Sucha Góra (German: Trockenberg, see also other names) is the northernmost district of Bytom, Poland (from 1975; formerly a district of Radzionków and prior to that its own municipality).

==History==
Sucha Góra was established as a mining colony of Piekary Rudne (Now a part of Tarnowskie Góry) in 1778. Calamine and Dolomite were mined in Sucha Góra.

In 1922, Sucha Góra became a part of Poland following the Upper Silesian Plebiscite, in which 696 people voted to join Poland in Sucha Góra and 116 people voted to remain within Germany.

From 1972 to 1975, Sucha Góra was a district of Radzionków. In 1975 Sucha Góra became a district of Bytom.

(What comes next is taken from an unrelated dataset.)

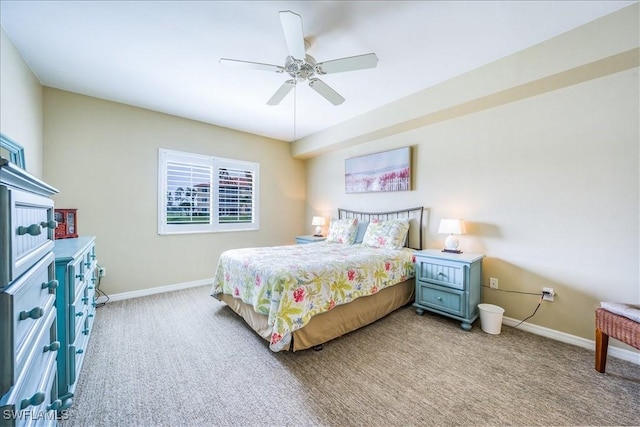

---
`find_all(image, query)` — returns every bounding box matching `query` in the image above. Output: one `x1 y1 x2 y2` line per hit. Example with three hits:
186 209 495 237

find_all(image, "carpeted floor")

==Etymology and other names==
Sucha Góra means "dry mountain" in Polish.
 The town is known as "Trockenberg" in German and as "Trockenbarg" in Silesian German.

In the Alphabetical List of Settlements in Silesia given out in 1830 by Johann Georg published in Breslau (Polish: Wrocław), Sucha Góra is listed in German as "Trockenberg" and in Polish as "Suchogóra".

==Sources==
- "Bytom – Sucha Góra". slaskiemiasta.pl. Retrieved October 6, 2020.
- Wyniki plebiscytu na Górnym Śląsku. Dziewulski, Stefan. Warszawa 1922.